VOL.9「落ちまくりを打開するには」

 いよいよ3月、就活も前半期の山場を迎え、第一次内々定出しのピークもすぐそこに迫ってきた。3月に入れば選考も佳境になり、合同説明会から個別説明会へ、集団討議面接からグループ面接に・・・と、応募先企業との接触・選考も一層リアルになってきた時期だろう。

 今年も厳しい就活環境を裏付けるように、私のもとには「落ちまくり学生」のメールが数多く寄せられている。お祈りメールも多数手元に届き、「本当に厳しい!」「自分は大丈夫だと思っていた」といった言葉が飛び交い始めてきている。今年は昨年以上に、エントリーシートを含む書類選考で落とされるケースが増加している。面接まで進むことさえできないのだ。

 就活の特徴に、学生諸君には気の毒だが、「落ちた理由がわからない」というものがある。書類(エントリーシート)選考で落ちたとして、その原因が「自己PRがアピール不足」「具体性のなさ」「エピソードのレベルの低さ」「誤字脱字が4個あった」「字が読みにくい」「志望動機の論理性に乏しい」と、通過できなかった理由や教えてくれることは皆無に等しい。返却されてきた履歴書に赤字が入っている訳でもなく、コメントが付いている訳でもない。なぜ落ちたかは闇の中である。だから、多くの学生は落ちる可能性があるかもしれない自己PRや志望動機を送り続け、そして落ち続ける。こうして負のスパイラルに陥り、あり地獄にはまっていく。面接も同様だ。面接官はうなずきながら、(熱心そうに)君たちの話を聞いてくれる。それを見て、面接官が高い評価を与えてくれていると思ったら大きな間違いだ。自分の発言を柔らかく受けとめてくれるから安心してはならない。相手は君からもう引き出すものがないと悟ったかもしれないし、君に興味を持てなかったのかもしれないのだ。面接では、その場で「合否」は伝えられないことが多く、通過したか落ちたかはほとんどわからない。

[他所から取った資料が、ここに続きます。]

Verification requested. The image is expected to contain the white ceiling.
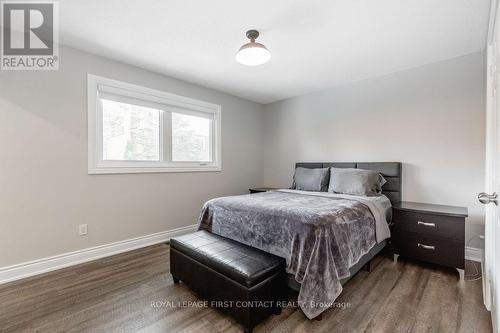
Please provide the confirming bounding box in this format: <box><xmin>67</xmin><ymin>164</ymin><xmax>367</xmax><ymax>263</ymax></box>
<box><xmin>60</xmin><ymin>0</ymin><xmax>489</xmax><ymax>103</ymax></box>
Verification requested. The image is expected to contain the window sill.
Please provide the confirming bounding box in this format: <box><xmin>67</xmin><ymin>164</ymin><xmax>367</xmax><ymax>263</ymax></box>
<box><xmin>88</xmin><ymin>166</ymin><xmax>222</xmax><ymax>175</ymax></box>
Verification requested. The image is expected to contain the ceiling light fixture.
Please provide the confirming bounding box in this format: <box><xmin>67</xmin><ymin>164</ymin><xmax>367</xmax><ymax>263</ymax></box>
<box><xmin>236</xmin><ymin>30</ymin><xmax>271</xmax><ymax>66</ymax></box>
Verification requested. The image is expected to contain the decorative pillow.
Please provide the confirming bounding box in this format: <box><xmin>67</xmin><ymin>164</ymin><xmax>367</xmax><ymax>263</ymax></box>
<box><xmin>292</xmin><ymin>167</ymin><xmax>330</xmax><ymax>192</ymax></box>
<box><xmin>328</xmin><ymin>168</ymin><xmax>386</xmax><ymax>197</ymax></box>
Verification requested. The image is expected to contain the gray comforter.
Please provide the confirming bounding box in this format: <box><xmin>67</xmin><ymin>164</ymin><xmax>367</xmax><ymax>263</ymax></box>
<box><xmin>198</xmin><ymin>190</ymin><xmax>389</xmax><ymax>318</ymax></box>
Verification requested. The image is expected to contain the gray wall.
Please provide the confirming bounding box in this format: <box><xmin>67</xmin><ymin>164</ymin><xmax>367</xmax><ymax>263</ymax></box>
<box><xmin>0</xmin><ymin>47</ymin><xmax>485</xmax><ymax>267</ymax></box>
<box><xmin>264</xmin><ymin>53</ymin><xmax>486</xmax><ymax>247</ymax></box>
<box><xmin>0</xmin><ymin>48</ymin><xmax>263</xmax><ymax>267</ymax></box>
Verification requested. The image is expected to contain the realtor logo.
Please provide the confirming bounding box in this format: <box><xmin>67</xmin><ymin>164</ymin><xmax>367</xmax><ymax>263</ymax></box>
<box><xmin>0</xmin><ymin>0</ymin><xmax>59</xmax><ymax>70</ymax></box>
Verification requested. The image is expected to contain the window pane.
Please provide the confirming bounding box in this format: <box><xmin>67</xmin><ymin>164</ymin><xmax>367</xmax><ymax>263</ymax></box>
<box><xmin>172</xmin><ymin>113</ymin><xmax>212</xmax><ymax>162</ymax></box>
<box><xmin>101</xmin><ymin>99</ymin><xmax>160</xmax><ymax>161</ymax></box>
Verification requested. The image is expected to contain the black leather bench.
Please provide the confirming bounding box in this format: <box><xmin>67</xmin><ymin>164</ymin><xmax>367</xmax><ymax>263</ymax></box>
<box><xmin>170</xmin><ymin>231</ymin><xmax>286</xmax><ymax>332</ymax></box>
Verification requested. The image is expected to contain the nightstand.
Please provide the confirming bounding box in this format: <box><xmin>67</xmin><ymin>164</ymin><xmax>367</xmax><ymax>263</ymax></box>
<box><xmin>248</xmin><ymin>187</ymin><xmax>278</xmax><ymax>193</ymax></box>
<box><xmin>391</xmin><ymin>201</ymin><xmax>468</xmax><ymax>279</ymax></box>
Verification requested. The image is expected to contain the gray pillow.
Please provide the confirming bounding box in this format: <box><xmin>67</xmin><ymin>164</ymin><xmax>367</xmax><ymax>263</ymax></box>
<box><xmin>292</xmin><ymin>167</ymin><xmax>330</xmax><ymax>192</ymax></box>
<box><xmin>328</xmin><ymin>168</ymin><xmax>386</xmax><ymax>196</ymax></box>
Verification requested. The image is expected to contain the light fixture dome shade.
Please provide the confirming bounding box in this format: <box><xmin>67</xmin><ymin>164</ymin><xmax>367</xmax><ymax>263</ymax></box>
<box><xmin>236</xmin><ymin>42</ymin><xmax>271</xmax><ymax>66</ymax></box>
<box><xmin>236</xmin><ymin>30</ymin><xmax>271</xmax><ymax>66</ymax></box>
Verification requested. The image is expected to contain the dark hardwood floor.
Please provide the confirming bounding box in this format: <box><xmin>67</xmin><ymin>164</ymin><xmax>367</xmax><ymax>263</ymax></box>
<box><xmin>0</xmin><ymin>245</ymin><xmax>491</xmax><ymax>333</ymax></box>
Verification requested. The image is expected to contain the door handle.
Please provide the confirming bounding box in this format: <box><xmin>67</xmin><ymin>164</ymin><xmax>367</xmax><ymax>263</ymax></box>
<box><xmin>477</xmin><ymin>192</ymin><xmax>498</xmax><ymax>206</ymax></box>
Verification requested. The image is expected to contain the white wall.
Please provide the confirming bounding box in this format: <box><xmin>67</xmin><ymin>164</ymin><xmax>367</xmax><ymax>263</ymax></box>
<box><xmin>264</xmin><ymin>53</ymin><xmax>486</xmax><ymax>247</ymax></box>
<box><xmin>0</xmin><ymin>48</ymin><xmax>263</xmax><ymax>267</ymax></box>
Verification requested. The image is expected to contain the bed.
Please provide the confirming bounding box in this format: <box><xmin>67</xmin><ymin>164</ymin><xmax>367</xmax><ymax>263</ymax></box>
<box><xmin>198</xmin><ymin>162</ymin><xmax>401</xmax><ymax>319</ymax></box>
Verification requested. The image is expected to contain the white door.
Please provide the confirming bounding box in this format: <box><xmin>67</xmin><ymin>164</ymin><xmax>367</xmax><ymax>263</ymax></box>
<box><xmin>478</xmin><ymin>1</ymin><xmax>500</xmax><ymax>333</ymax></box>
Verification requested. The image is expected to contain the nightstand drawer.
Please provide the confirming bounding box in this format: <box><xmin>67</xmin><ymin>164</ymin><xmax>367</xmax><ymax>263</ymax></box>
<box><xmin>393</xmin><ymin>232</ymin><xmax>465</xmax><ymax>269</ymax></box>
<box><xmin>392</xmin><ymin>210</ymin><xmax>465</xmax><ymax>242</ymax></box>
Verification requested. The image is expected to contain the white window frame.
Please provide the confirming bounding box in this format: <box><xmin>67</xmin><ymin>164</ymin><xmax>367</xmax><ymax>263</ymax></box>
<box><xmin>87</xmin><ymin>74</ymin><xmax>222</xmax><ymax>174</ymax></box>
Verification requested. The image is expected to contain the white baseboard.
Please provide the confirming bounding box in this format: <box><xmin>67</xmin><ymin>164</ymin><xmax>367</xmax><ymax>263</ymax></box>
<box><xmin>0</xmin><ymin>225</ymin><xmax>196</xmax><ymax>284</ymax></box>
<box><xmin>465</xmin><ymin>246</ymin><xmax>484</xmax><ymax>262</ymax></box>
<box><xmin>0</xmin><ymin>232</ymin><xmax>484</xmax><ymax>284</ymax></box>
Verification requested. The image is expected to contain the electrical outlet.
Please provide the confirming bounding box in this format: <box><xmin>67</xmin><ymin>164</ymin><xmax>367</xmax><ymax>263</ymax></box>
<box><xmin>78</xmin><ymin>224</ymin><xmax>87</xmax><ymax>236</ymax></box>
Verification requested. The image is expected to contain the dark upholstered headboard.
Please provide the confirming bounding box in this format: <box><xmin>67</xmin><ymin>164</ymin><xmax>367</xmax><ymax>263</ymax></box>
<box><xmin>295</xmin><ymin>162</ymin><xmax>402</xmax><ymax>204</ymax></box>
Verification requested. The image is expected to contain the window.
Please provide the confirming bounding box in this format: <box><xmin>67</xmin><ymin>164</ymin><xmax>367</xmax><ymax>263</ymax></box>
<box><xmin>88</xmin><ymin>75</ymin><xmax>221</xmax><ymax>174</ymax></box>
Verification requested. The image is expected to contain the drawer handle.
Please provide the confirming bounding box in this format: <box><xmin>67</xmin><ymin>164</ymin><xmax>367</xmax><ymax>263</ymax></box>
<box><xmin>417</xmin><ymin>221</ymin><xmax>436</xmax><ymax>228</ymax></box>
<box><xmin>417</xmin><ymin>243</ymin><xmax>436</xmax><ymax>251</ymax></box>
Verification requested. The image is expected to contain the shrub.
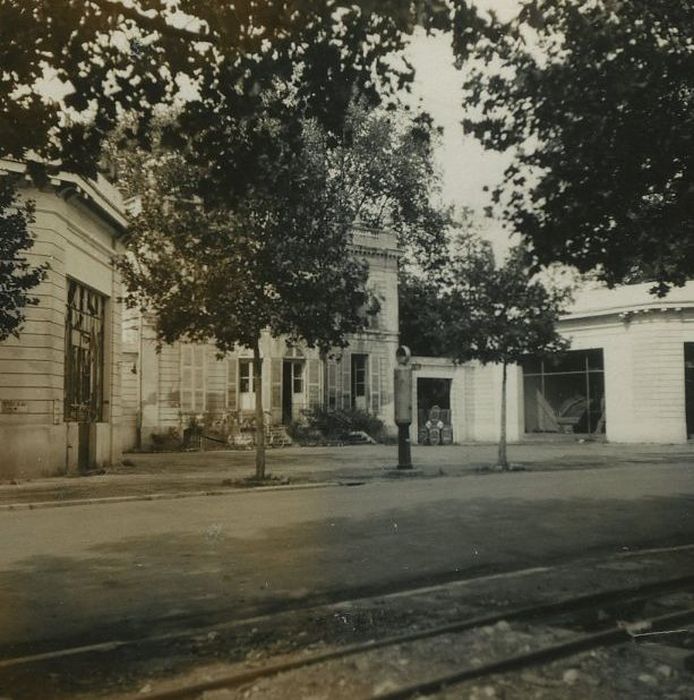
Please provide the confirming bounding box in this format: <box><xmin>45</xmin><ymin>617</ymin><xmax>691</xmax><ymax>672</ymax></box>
<box><xmin>300</xmin><ymin>408</ymin><xmax>385</xmax><ymax>442</ymax></box>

 仮に落ちまくる状況に陥ったら、そのまま同じパターンで企業を応募し続けることは危険きわまりない。そうした場合どうするのか。「一度、立ち止まること」が必要であり、「現状を総点検すること」である。そのためにも一度、就職部(課)に行き、現状を客観的に評価してもらうことが必要だ。そのうえで、早急に本番で戦うための建て直しを図ることだ。

 これまでの就活を振り返り、自己分析が甘いなら早急に見直す。自己PRではキャッチフレーズ、エピソードを自己分析に基づいて再検討してみる。志望動機の具体性はどうか。本当にやりたいことを具体的に訴えているだろうか。

 業界研究はまだまだ不足しているのが大半だ。企業研究だけに集中せず、業界・職種の研究を広く、そして深く掘り下げていくことだ。同一業界の企業を応募するなら、その研究は汎用性を増す。1社1社志望動機を考えていることはないだろうか。それこそムダというもの、やりたいことが明確なら、それをどの会社で実現するかはバリエーションの範疇に過ぎない。志望動機は基本は1本、応募企業に合わせて変える部分はほんの一部で良いはずだ。

 最後に、「覚悟」はどうか。本気で就職して働いていく意識・意欲はもっているか、自分自身に問うてみることだ。そして、企業に自分の熱さを伝えているかも見直してみることだ。

 浮ついた気持ちでフワフワと就活をドリフト(漂流)している間に、いたずらに時は過ぎていく。負のスパイラルから抜け出せないまま、前半期が終わってしまう学生も多い。そんな事態に陥る前に、「立ち止まり」「自分の足元から」「見つめ直してみる」ことである。